B. Whether the jury court clearly lost their way and created such a manifest
miscarriage of justice that the convictions must be reversed and a new trial
ordered.
{¶64} The jury as the trier of fact was free to accept or reject any and all of the
evidence offered by the parties and assess the witness’s credibility. “While the trier of
fact may take note of the inconsistencies and resolve or discount them accordingly * * *
such inconsistencies do not render defendant’s conviction against the manifest weight or
sufficiency of the evidence.” State v. Craig, 10th Dist. Franklin No. 99AP–739, 1999 WL
29752 (Mar 23, 2000) citing State v. Nivens, 10th Dist. Franklin No. 95APA09–1236, 1996
WL 284714 (May 28, 1996). Indeed, the trier of fact need not believe all of a witness’

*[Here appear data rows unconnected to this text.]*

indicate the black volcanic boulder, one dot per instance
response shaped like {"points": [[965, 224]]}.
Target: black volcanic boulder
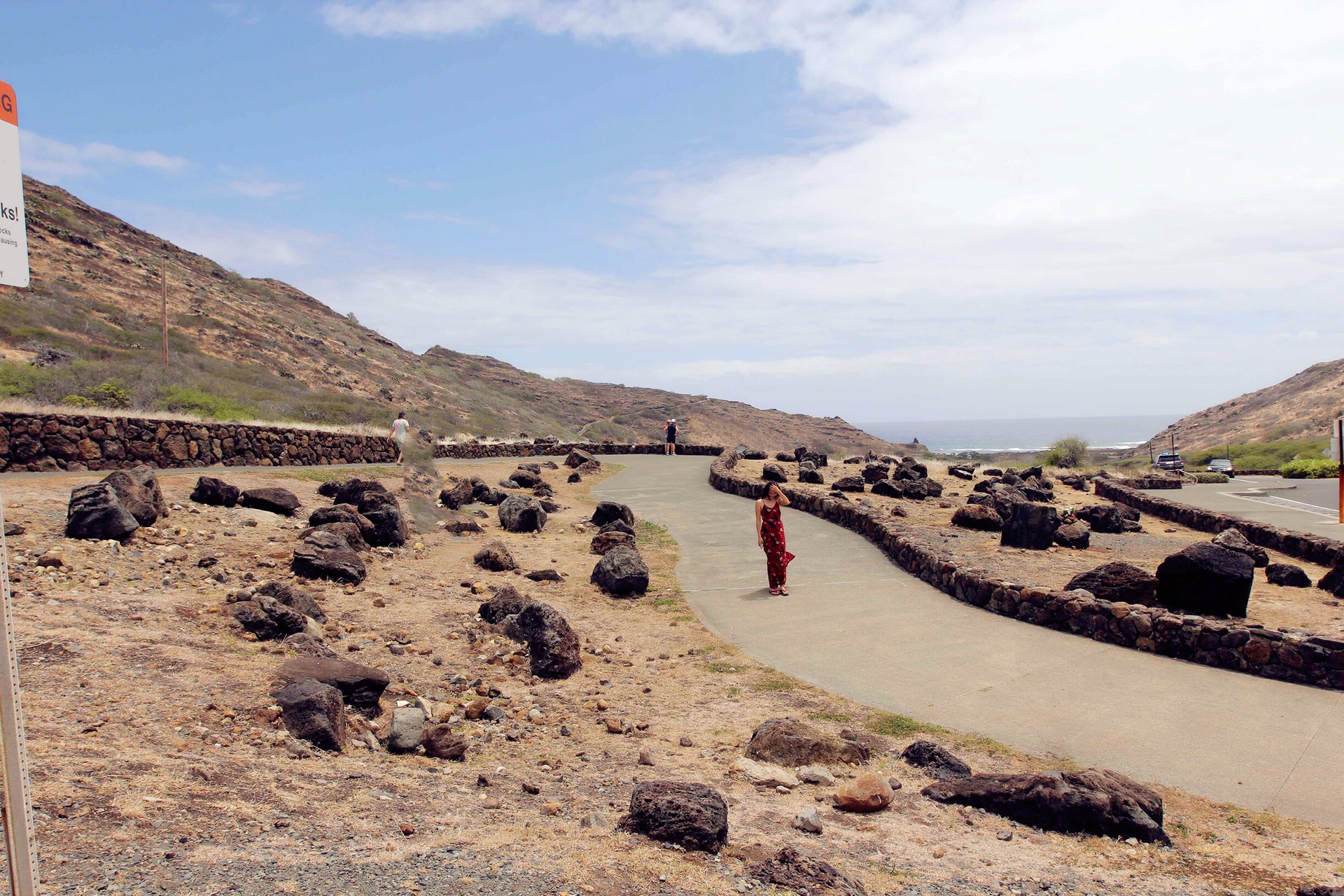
{"points": [[1206, 580], [1093, 801], [360, 687], [94, 512], [1234, 540], [977, 516], [692, 816], [385, 514], [273, 500], [936, 761], [315, 713], [1102, 517], [1030, 526], [328, 555], [792, 743], [1074, 535], [521, 514], [622, 573], [216, 492], [495, 556], [139, 492], [1117, 582], [609, 511], [1289, 575]]}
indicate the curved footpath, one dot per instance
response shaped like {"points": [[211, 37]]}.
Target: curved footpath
{"points": [[858, 625]]}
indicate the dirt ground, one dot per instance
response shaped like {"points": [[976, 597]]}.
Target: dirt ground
{"points": [[1272, 605], [159, 766]]}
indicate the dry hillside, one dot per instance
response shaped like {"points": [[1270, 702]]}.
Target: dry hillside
{"points": [[1303, 406], [262, 348]]}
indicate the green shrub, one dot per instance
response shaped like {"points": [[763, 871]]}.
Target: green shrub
{"points": [[1310, 469], [1068, 451]]}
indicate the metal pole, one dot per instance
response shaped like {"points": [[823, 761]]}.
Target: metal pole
{"points": [[164, 272], [18, 799]]}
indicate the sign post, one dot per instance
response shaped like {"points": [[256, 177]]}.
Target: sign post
{"points": [[14, 757]]}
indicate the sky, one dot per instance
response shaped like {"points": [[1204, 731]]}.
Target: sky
{"points": [[874, 210]]}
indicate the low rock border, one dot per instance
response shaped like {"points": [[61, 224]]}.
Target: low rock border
{"points": [[1298, 657], [1304, 546]]}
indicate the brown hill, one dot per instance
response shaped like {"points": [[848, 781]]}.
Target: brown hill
{"points": [[1303, 406], [260, 348]]}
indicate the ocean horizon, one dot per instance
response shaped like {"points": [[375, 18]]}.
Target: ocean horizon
{"points": [[1023, 434]]}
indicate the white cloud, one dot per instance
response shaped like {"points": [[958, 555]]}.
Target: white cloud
{"points": [[1056, 197], [49, 159]]}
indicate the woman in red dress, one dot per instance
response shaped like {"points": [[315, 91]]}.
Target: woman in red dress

testimony, but may accept only portions of it as true. State v. Raver, 10th Dist. Franklin
No. 02AP–604, 2003–Ohio–958, ¶ 21, citing State v. Antill, 176 Ohio St. 61, 67, 197
N.E.2d 548 (1964); State v. Burke, 10th Dist. Franklin No. 02AP–1238, 2003–Ohio–2889,
citing State v. Caldwell, 79 Ohio App.3d 667, 607 N.E.2d 1096 (4th Dist. 1992). Although
the evidence may have been circumstantial, we note that circumstantial evidence has the
Stark County, Case No. 2018CA00107 28
same probative value as direct evidence. State v. Jenks, 61 Ohio St.3d 259, 272, 574
N.E.2d 492 (1991), paragraph one of the syllabus, superseded by State constitutional
amendment on other grounds as stated in State v. Smith, 80 Ohio St.3d 89, 102 at n.4,
684 N.E.2d 668 (1997).
{¶65} In the case at bar, the jury heard the witnesses, viewed the evidence and
heard Brown’s statement to the police as well as Brown’s arguments and explanations
about his actions. Thus, a rational basis exists in the record for the jury’s decision.
{¶66} We find that this is not an “‘exceptional case in which the evidence weighs
heavily against the conviction.’” State v. Thompkins, 78 Ohio St.3d 380, 386–387, 678
N.E.2d 541 (1997), quoting Martin, 20 Ohio App.3d at 175, 485 N.E.2d 717. Based upon
the foregoing and the entire record in this matter we find Brown’s convictions are not
against the sufficiency or the manifest weight of the evidence. To the contrary, the jury
appears to have fairly and impartially decided the matters before them. The jury heard
the witnesses, evaluated the evidence, and was convinced of Brown’s guilt.
{¶67} The jury neither lost their way nor created a miscarriage of justice in
rejecting Brown’s theory of self-defense after hearing the evidence. The jury did not
clearly lose its way and create a manifest miscarriage of justice requiring that Brown’s
conviction for the murder of Y.W. be reversed and a new trial ordered.
{¶68} Brown’s Second Assignments of Error is overruled.
Stark County, Case No. 2018CA00107 29
{¶69} The judgment of the Stark County Court of Common Pleas is affirmed.